By Kinzie's estimation the boss should be in and out in five minutes or less. This situation was one with which Remy McGinnis was too intimately familiar. The computer genius guessed the petite gang leader could do this in her sleep. The maniacal cackle that rang through the room only seemed to be further confirmation. With a glance at another console showing the feed, Kinzie stifled a giggle at Remy's big league swing as the bat connected with the sternum of a rather large man in bright yellow.

"Oh, ouch," Pierce crooned with a sharp wince.

Remy held the bat over her head and pulled it straight down. Every man in the room winced as the wooden bat connected with its target.

"Nice shot, boss," Shaundi opined, touching the mic control on the console.

"Thanks, sweetie," the boss replied, the effort clear in the momentary strain in her voice as she hit another man with the patriotic-looking baseball bat.

Within a matter of minutes, Remy was standing in the center of a ring of unconscious yellow-clad thugs. As she walked past one who was still writhing, she ended the pitiful, pained sound with the swift movement of her thick boot.

"Looks like you haven't lost your swing," Pierce noted.

"It's all those trips to the batting cage," Remy chided, taking another swing at nothing. "Kinzie, where's King?"

"I've got his signal somewhere in the church," the redhead replied after consulting the code again.

"Damn. It's been a long time since I've seen that place."

There was something in the boss' voice that Kinzie could not ignore. It was not characteristic of the woman Kensington knew quite well. If she had to guess, it sounded almost pensive.

"It's only been like fifteen years."

"Shit! It feels like forever ago," the boss noted as she crouched next to one of the bodies. After tucking the pistol in the waistband of her jeans, Remy picked up the shotgun then set off toward the Third Street Church.

The squealing tires drew all attention back to the monitors, but their concern was quickly alleviated. And after running off Tanya, Remy quickly located her Chief of Staff.

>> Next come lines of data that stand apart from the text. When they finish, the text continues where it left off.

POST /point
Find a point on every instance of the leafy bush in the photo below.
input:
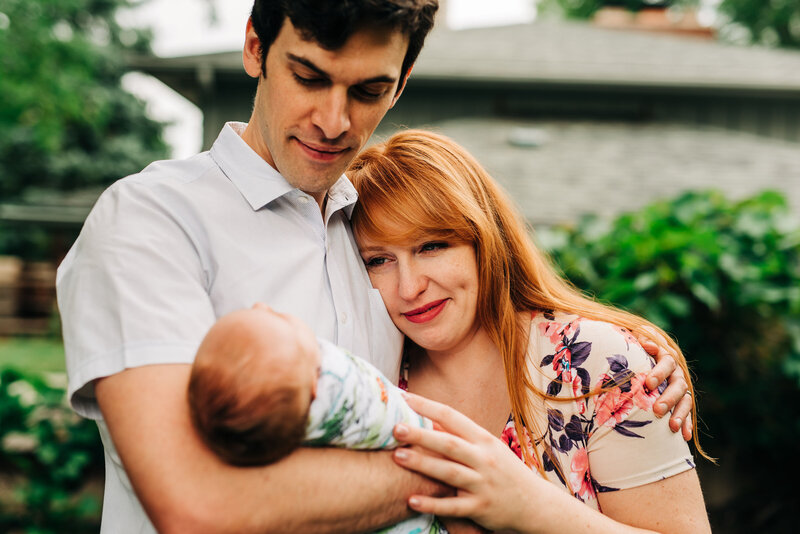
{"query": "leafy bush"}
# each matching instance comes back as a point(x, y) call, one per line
point(47, 456)
point(724, 278)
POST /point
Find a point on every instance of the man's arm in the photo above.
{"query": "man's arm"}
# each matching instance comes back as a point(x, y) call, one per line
point(185, 488)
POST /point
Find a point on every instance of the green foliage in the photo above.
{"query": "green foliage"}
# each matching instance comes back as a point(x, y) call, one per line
point(775, 23)
point(723, 278)
point(48, 453)
point(585, 9)
point(65, 121)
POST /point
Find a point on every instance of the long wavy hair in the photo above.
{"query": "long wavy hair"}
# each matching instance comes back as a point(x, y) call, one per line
point(430, 185)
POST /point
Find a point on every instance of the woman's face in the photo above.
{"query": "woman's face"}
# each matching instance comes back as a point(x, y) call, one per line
point(429, 287)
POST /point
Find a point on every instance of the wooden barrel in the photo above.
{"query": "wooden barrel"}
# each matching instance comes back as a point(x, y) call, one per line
point(10, 270)
point(37, 289)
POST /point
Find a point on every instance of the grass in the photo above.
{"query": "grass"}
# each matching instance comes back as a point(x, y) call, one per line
point(32, 355)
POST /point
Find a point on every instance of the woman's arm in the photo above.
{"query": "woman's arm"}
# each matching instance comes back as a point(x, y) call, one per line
point(501, 493)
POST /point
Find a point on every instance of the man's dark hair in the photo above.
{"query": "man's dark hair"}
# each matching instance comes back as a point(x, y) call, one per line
point(330, 23)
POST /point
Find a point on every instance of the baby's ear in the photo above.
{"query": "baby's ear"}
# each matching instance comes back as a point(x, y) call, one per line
point(314, 386)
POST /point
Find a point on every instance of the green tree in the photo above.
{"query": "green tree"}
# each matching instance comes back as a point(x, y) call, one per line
point(65, 121)
point(775, 23)
point(724, 278)
point(584, 9)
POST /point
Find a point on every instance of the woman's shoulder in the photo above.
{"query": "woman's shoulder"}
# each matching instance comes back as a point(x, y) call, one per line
point(594, 349)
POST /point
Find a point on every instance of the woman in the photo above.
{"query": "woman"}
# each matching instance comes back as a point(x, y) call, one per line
point(492, 330)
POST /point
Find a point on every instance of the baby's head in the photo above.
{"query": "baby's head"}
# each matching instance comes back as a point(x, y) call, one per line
point(252, 383)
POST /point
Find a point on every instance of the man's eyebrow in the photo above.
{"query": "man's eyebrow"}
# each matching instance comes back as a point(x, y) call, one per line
point(303, 61)
point(309, 64)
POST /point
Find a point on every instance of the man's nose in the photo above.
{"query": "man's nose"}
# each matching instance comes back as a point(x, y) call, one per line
point(332, 115)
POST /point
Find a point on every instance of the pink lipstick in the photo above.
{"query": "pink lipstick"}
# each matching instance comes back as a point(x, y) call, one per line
point(426, 313)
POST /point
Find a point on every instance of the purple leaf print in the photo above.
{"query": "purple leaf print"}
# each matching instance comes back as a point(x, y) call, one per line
point(555, 419)
point(617, 363)
point(580, 351)
point(574, 429)
point(554, 387)
point(621, 428)
point(583, 374)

With that, Kinzie slid back over to a coded console and started working on the extract, at least until Remy's reply echoed through her brain.

"Are you ready to leave yet, Ben?" Remy asked.

"Hell, no!"

Kinzie growled as she punched down the mute button, so her diatribe would go unheard by the shorter woman in the simulation. "Goddamnit," she yelled. After a moment of silence her voice was much lower in volume, though Kinzie spoke quite quickly. "This is not the time to screw around. We have King. You don't need to fucking kill Tanya and Tony again. You need to get out of the stupid simulation so that we can get to Ben and get him back on the ship. We have to get a plan together. We have to finish hacking through the Zin network. This is a waste of time."

When Kinzie glanced up from the screen, she noticed everyone in the room was staring at her. "Oh, suck it!" she concluded and returned her attention to the pair in the simulation.

A rocket launcher, one armored vehicle, a gaggle of sunshines, and a hooker with the Hep later, King and Remy were at one another's throats. The boss seemed a little more than taken aback when she realized the entire crew was observing her fucked up trip down a warped memory lane. But the useless detour got McGinnis and King out of the sim, finally.